Köy Enstitüleri Hasan Ali Yücel'in Eğitim Bakanlığı döneminde 17 Nisan 1940 tarihli ve 3803 sayılı yasa ile açılmış okullardır. 'Kırsal alana öğretmen yetiştirme konusu, esasen II. Meşrutiyet Döneminden beri düşünülmekteydi. Ancak ne imparatorluk döneminde ne de Cumhuriyet yıllarındaki çabalar doyurucu sonuçlara ulaşmıştı. Yapılan denemelerdeki okul modelleri ve öğretim programları klasik örneklerden farklılık göstermiyordu.
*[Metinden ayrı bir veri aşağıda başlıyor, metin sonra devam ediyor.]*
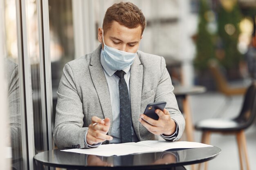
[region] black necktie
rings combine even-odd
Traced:
[[[131,106],[127,85],[124,78],[125,73],[122,70],[117,71],[115,73],[120,78],[119,91],[121,143],[132,141]]]

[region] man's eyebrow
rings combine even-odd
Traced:
[[[122,42],[123,42],[123,41],[122,41],[121,40],[119,39],[118,38],[117,38],[116,37],[110,37],[110,39],[114,39],[114,40],[117,40],[118,41],[121,41]],[[134,41],[133,42],[130,42],[129,43],[129,44],[136,44],[138,42],[139,42],[139,41]]]

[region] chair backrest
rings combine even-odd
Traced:
[[[215,60],[211,60],[209,61],[208,66],[215,79],[218,90],[221,92],[225,93],[226,89],[228,88],[228,83],[226,77],[220,71],[218,62]]]
[[[245,128],[253,122],[256,115],[256,82],[253,82],[245,94],[240,114],[235,119],[244,123]]]
[[[230,86],[217,61],[213,59],[210,60],[208,66],[215,80],[218,91],[227,96],[245,94],[246,89],[244,87],[234,88]]]

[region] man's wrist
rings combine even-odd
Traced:
[[[171,137],[173,136],[173,135],[174,135],[175,132],[177,132],[177,124],[176,122],[176,121],[174,121],[174,120],[173,120],[173,119],[171,118],[171,126],[173,126],[173,127],[172,127],[171,128],[171,130],[168,130],[165,133],[163,133],[162,135],[166,137]]]
[[[87,136],[88,133],[88,130],[87,130],[86,132],[85,132],[85,138],[84,138],[85,145],[88,148],[93,148],[97,147],[98,146],[101,145],[101,144],[102,144],[102,142],[99,142],[99,143],[98,143],[98,144],[94,144],[93,145],[90,145],[89,144],[88,144],[88,143],[87,143],[87,141],[86,140],[86,137]]]
[[[178,132],[179,131],[179,129],[178,128],[178,125],[177,123],[177,122],[176,122],[176,121],[175,121],[174,120],[172,119],[173,121],[175,122],[175,131],[174,131],[174,132],[171,132],[170,133],[170,135],[168,135],[168,133],[167,134],[166,134],[165,133],[163,133],[161,135],[162,137],[164,137],[164,138],[173,138],[174,137],[176,137],[177,135],[178,134]]]

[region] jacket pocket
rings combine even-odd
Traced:
[[[144,100],[146,100],[149,98],[150,98],[152,96],[155,95],[155,91],[154,90],[152,90],[148,92],[146,92],[145,93],[141,95],[141,102]]]

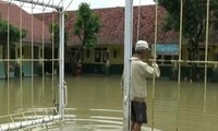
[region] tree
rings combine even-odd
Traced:
[[[180,5],[181,0],[158,0],[159,4],[167,11],[164,31],[175,31],[180,28]],[[198,60],[199,43],[205,40],[207,0],[183,0],[182,36],[187,43],[190,60]],[[218,26],[218,1],[210,0],[209,7],[210,28]],[[216,28],[215,28],[216,27]],[[190,79],[197,80],[196,63],[192,63]]]
[[[76,21],[74,24],[74,35],[78,36],[82,43],[81,48],[78,49],[81,57],[85,47],[92,47],[97,44],[96,35],[99,29],[100,21],[98,15],[89,9],[87,3],[81,3],[76,11]]]
[[[20,33],[22,33],[22,38],[24,38],[27,34],[27,32],[25,29],[22,29],[20,32],[20,28],[17,28],[16,26],[9,24],[5,21],[0,21],[0,39],[1,39],[1,45],[2,45],[2,57],[3,59],[10,59],[8,58],[8,48],[10,48],[11,44],[14,44],[15,41],[17,41],[20,39]],[[9,35],[9,36],[8,36]],[[9,43],[9,45],[8,45]],[[9,46],[9,47],[8,47]],[[4,74],[5,74],[5,79],[8,79],[8,64],[7,61],[4,61]]]

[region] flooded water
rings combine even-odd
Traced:
[[[68,110],[73,119],[64,126],[65,131],[122,130],[120,76],[66,76],[65,81]],[[0,80],[0,116],[21,109],[52,107],[56,85],[55,80],[52,86],[52,78],[45,78],[44,81],[41,78],[34,81],[31,78],[23,81],[12,79],[9,87],[7,81]],[[156,131],[218,131],[218,83],[208,83],[205,88],[203,82],[181,82],[179,88],[175,81],[157,80],[154,103],[153,90],[150,80],[148,124],[143,127],[143,131],[149,131],[153,120]]]

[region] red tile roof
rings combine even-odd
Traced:
[[[140,19],[140,39],[145,39],[148,43],[155,43],[155,5],[142,5],[141,7],[141,19]],[[101,28],[98,33],[99,45],[123,45],[124,40],[124,8],[108,8],[108,9],[96,9],[94,10],[100,19]],[[77,36],[73,35],[73,25],[75,22],[75,11],[68,12],[69,17],[65,19],[65,27],[70,34],[70,45],[77,45],[80,40]],[[161,31],[161,24],[166,11],[162,8],[158,8],[158,35],[157,43],[170,44],[179,41],[179,34],[174,32],[164,33]],[[41,14],[35,14],[36,17],[41,20]],[[52,21],[51,13],[46,13],[45,23],[49,25]],[[133,41],[137,38],[137,20],[138,20],[138,7],[134,7],[133,12]],[[57,21],[57,14],[55,16]]]
[[[8,7],[9,7],[9,13],[8,13]],[[11,3],[8,5],[8,2],[3,1],[0,1],[0,13],[1,13],[1,20],[8,21],[9,16],[9,22],[11,24],[27,31],[27,35],[23,39],[23,41],[26,43],[32,41],[32,14],[28,14],[16,4]],[[43,26],[44,26],[44,32],[43,32]],[[44,38],[44,43],[49,44],[51,43],[50,37],[51,35],[49,33],[48,26],[38,19],[36,19],[35,16],[33,16],[33,41],[41,44]]]

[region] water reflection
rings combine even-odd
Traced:
[[[69,114],[73,121],[65,130],[76,131],[121,131],[122,130],[122,91],[120,76],[66,76],[69,92]],[[9,87],[0,80],[0,116],[16,112],[19,109],[52,107],[57,96],[57,81],[52,78],[25,78],[23,81],[10,80]],[[157,80],[154,100],[155,128],[161,131],[217,131],[218,126],[218,86],[204,83]],[[9,92],[9,94],[8,94]],[[148,81],[148,126],[152,127],[152,81]],[[204,98],[204,94],[206,97]],[[178,102],[178,94],[180,100]],[[22,95],[22,96],[21,96]],[[9,99],[10,97],[10,99]],[[179,104],[179,106],[178,106]],[[10,108],[9,108],[10,107]],[[178,114],[179,112],[179,114]],[[58,130],[56,127],[50,130]]]

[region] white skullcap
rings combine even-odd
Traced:
[[[149,47],[146,40],[138,40],[135,44],[135,50],[146,50],[146,49],[149,50]]]

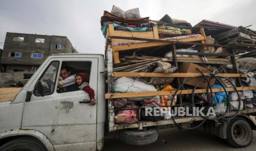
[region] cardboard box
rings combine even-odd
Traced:
[[[179,68],[179,72],[180,73],[198,73],[200,72],[197,69],[197,68],[200,69],[203,73],[210,73],[210,71],[206,68],[203,67],[199,65],[198,65],[195,63],[189,63],[189,62],[183,62],[181,65],[181,66]],[[188,80],[189,78],[181,78],[181,82],[184,83],[186,81]],[[187,84],[192,85],[192,86],[196,86],[198,83],[200,82],[203,79],[203,78],[195,78],[193,80],[191,80],[187,83]],[[215,83],[215,79],[211,79],[211,81],[210,82],[210,84],[211,86],[213,86],[214,83]],[[207,88],[208,83],[207,82],[204,80],[200,83],[197,88],[203,88],[203,89],[206,89]]]

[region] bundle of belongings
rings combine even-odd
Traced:
[[[150,20],[149,17],[141,18],[138,8],[124,11],[113,5],[111,11],[104,11],[101,17],[101,31],[105,37],[109,24],[114,25],[115,30],[126,31],[152,31],[152,26],[157,25],[162,38],[192,34],[192,26],[185,20],[172,20],[167,14],[159,20]]]
[[[111,47],[143,44],[141,48],[138,49],[122,50],[125,51],[122,51],[123,54],[118,55],[121,63],[114,65],[113,72],[140,72],[140,75],[143,75],[141,73],[151,73],[154,75],[115,77],[112,88],[114,93],[170,92],[170,94],[164,93],[166,95],[164,95],[113,99],[116,124],[170,119],[173,109],[181,106],[188,107],[189,112],[192,111],[193,107],[214,107],[217,111],[228,108],[238,111],[256,107],[256,101],[253,101],[256,100],[254,99],[256,90],[212,92],[209,90],[256,86],[255,31],[242,26],[235,27],[205,20],[192,27],[187,21],[172,19],[168,14],[159,20],[152,20],[149,17],[142,18],[138,8],[123,11],[115,5],[113,5],[110,13],[104,11],[101,24],[105,37],[108,36],[108,25],[111,24],[115,31],[119,33],[122,32],[119,31],[126,31],[126,31],[136,32],[137,35],[139,35],[141,33],[156,30],[158,40],[178,42],[180,39],[201,38],[189,44],[177,43],[175,50],[171,45],[148,47],[146,43],[150,43],[150,40],[118,39],[119,40],[112,42]],[[131,37],[135,36],[132,33]],[[202,43],[211,45],[203,45]],[[143,48],[144,46],[146,47]],[[231,48],[233,49],[231,50],[235,50],[231,51]],[[230,53],[236,55],[237,67],[233,66],[230,56],[227,55]],[[173,55],[176,55],[177,62],[174,60]],[[197,73],[201,76],[203,73],[211,75],[213,78],[206,80],[201,76],[193,78],[186,76],[178,78],[174,76],[157,76],[174,73],[188,73],[187,75]],[[239,77],[239,80],[238,77],[218,77],[217,79],[214,77],[217,73],[239,73],[247,76]],[[192,90],[198,89],[208,91],[182,95],[174,93],[181,90],[189,90],[188,92],[191,92]],[[168,112],[157,115],[146,115],[146,108],[161,107],[166,107]]]

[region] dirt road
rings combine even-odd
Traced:
[[[12,100],[21,88],[0,88],[0,102]]]
[[[182,130],[177,128],[161,130],[158,140],[148,146],[132,146],[114,138],[105,139],[104,150],[155,151],[155,150],[255,150],[256,131],[253,131],[253,139],[247,147],[235,148],[225,141],[209,133],[200,131]]]

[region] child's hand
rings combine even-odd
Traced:
[[[96,104],[96,100],[94,98],[91,99],[90,103],[91,103],[91,106],[95,106]]]

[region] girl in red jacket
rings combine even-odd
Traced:
[[[94,90],[89,85],[88,80],[88,77],[85,73],[80,73],[75,75],[75,82],[79,86],[78,88],[89,94],[91,105],[94,106],[96,104],[96,100],[94,98]]]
Ama köy öğretmeni yetiştirme düşüncesi ve deneyimleri vardı. Bunun önemli bir tarafı da nüfusun büyük çoğunluğunu meydana getiren köylü kitlesinin yeni rejime kazandırılması, modernleşme sürecinde saf tutmasıydı. Ayrıca kırsal alana erişecek bir eğitim örgütlenmesi de yoktu. Köy Enstitüleri, yakın tarihin en hararetli tartışılan kültür projelerinden biridir. Birer misyon kurumu ve aynı zamanda kurucuları ile emeği geçenlerin birer misyoner olarak tanımlanabileceği enstitülerin kurulusunun arkasındaki siyasal güç ise Cumhurbaşkanı İsmet İnönü'dür.' (1)
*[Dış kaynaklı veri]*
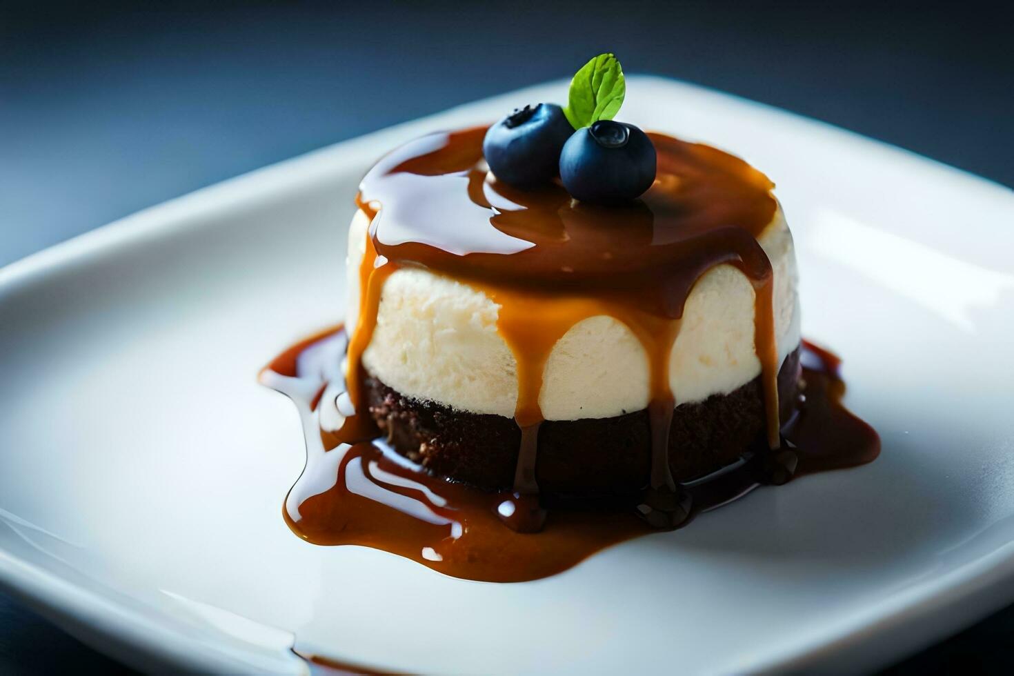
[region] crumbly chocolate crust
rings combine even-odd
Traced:
[[[796,405],[799,349],[778,374],[782,422]],[[503,416],[456,410],[404,396],[367,377],[370,415],[394,449],[429,471],[489,491],[509,490],[521,433]],[[764,393],[754,378],[728,394],[676,406],[669,465],[692,479],[766,448]],[[621,497],[648,481],[651,442],[647,410],[576,421],[546,421],[538,431],[535,478],[544,495]]]

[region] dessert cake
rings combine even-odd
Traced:
[[[624,94],[601,55],[566,107],[429,134],[367,172],[344,329],[260,377],[302,419],[283,510],[301,538],[534,580],[876,458],[840,362],[800,340],[774,184],[612,121]]]
[[[362,181],[347,268],[362,415],[436,474],[544,498],[629,496],[778,448],[800,334],[774,184],[638,131],[647,190],[589,203],[505,182],[484,157],[495,129],[423,137]]]

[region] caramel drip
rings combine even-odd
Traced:
[[[764,385],[765,417],[767,418],[768,446],[781,445],[779,434],[778,401],[778,346],[775,337],[774,277],[768,275],[753,282],[753,350],[760,360],[760,382]]]
[[[514,421],[521,429],[521,444],[514,472],[514,491],[534,495],[538,493],[535,481],[538,427],[545,420],[538,399],[546,364],[557,342],[577,322],[599,314],[600,304],[594,299],[554,298],[493,288],[484,291],[500,305],[497,330],[517,364]]]
[[[321,333],[290,348],[260,376],[293,400],[307,433],[306,468],[282,512],[299,537],[382,549],[456,578],[521,582],[555,575],[604,547],[652,532],[626,502],[614,505],[619,509],[593,504],[592,510],[555,510],[542,532],[515,532],[523,528],[504,528],[502,521],[510,521],[498,516],[501,496],[433,476],[381,441],[338,445],[311,438],[320,414],[310,404],[322,386],[341,389],[338,357],[344,349],[340,329]],[[877,457],[876,433],[842,405],[840,361],[804,343],[801,362],[805,404],[784,428],[788,448],[748,454],[709,477],[676,484],[693,498],[683,502],[687,518],[758,483],[784,483],[793,473],[852,467]],[[795,369],[786,375],[797,377]],[[335,400],[324,397],[319,404],[334,407]],[[517,505],[519,512],[524,508]]]
[[[346,371],[346,388],[349,399],[352,403],[353,415],[345,419],[342,429],[334,435],[331,441],[332,446],[337,446],[339,442],[355,443],[371,439],[376,427],[363,406],[363,353],[373,340],[373,331],[376,329],[377,311],[380,308],[380,295],[384,282],[397,270],[397,265],[391,262],[386,257],[377,253],[373,235],[377,227],[378,210],[371,205],[359,203],[359,208],[363,210],[370,219],[370,226],[366,229],[365,252],[359,266],[359,317],[356,320],[355,330],[349,340],[347,353],[348,367]]]
[[[484,134],[485,128],[476,128],[424,137],[382,159],[363,180],[358,204],[370,227],[359,271],[360,316],[348,353],[349,395],[357,412],[360,362],[383,282],[400,267],[421,267],[464,281],[500,305],[497,328],[517,365],[516,493],[537,493],[539,395],[553,348],[576,323],[603,314],[630,327],[647,355],[647,482],[655,492],[674,492],[668,439],[676,402],[669,359],[694,285],[715,266],[729,264],[755,292],[754,349],[768,442],[777,448],[774,283],[756,241],[777,209],[771,181],[732,155],[654,134],[655,184],[632,205],[601,208],[572,200],[559,185],[524,192],[496,181],[482,163]],[[342,437],[358,441],[366,431],[356,423],[349,429],[355,434]]]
Köy Enstitüleri, Hasan Ali Yücel'in Eğitim Bakanlığı döneminde 17 Nisan 1940 tarihli ve 3803 sayılı yasa ile açılmıştı.

'Enstitülerde öğrenci yalnızca yöreden yani kırsal kesimden seçilen gençlerden meydana geliyordu. Mezunlar, köy öğretmeni olarak mezun olacaklardı. Yani yine tanımlanmış bir istihdam modeli vardı. Köyden kaçmayacak, oranın şartları ve geleceği için yetiştirilen, yine orada görev yapacak misyonerler yetiştirmek. Bu durumda eğitim elbet yalnızca kuramsal olamazdı; aynı ağırlıkta bir 'is-beceri' eğitimi de birlikte yürütülecekti. Kitap, kalem, kağıtla beraber, her türlü tarım aleti, zanaatkarlık, çiftçilik, araç-gereç kullanma, üretim, yetiştirilecek insanların benliğinde kaynaştırılacaktı.'(2)

Gerçekte Köy Enstitüleri projesininardında tek-tipçi eğitim anlayışının mimarlarından Milli Şef İsmet İnönü'nün oluşu bu okulların amacı ve işlevleri hakkında yeterince kuşku duymamıza neden olmaktadır. Zaten bu okulların yıllardır eleştirilmesine neden olan da; tek parti zihniyetinin ürettiği baskıcı, tek-tipçi ve yasakçı anlayışın varlığıdır. Bu konuda en sert eleştirilerden biri 'Köy Enstitüleri faşist bir müessesedir' diyen Engin Ardınç'tan gelmiştir.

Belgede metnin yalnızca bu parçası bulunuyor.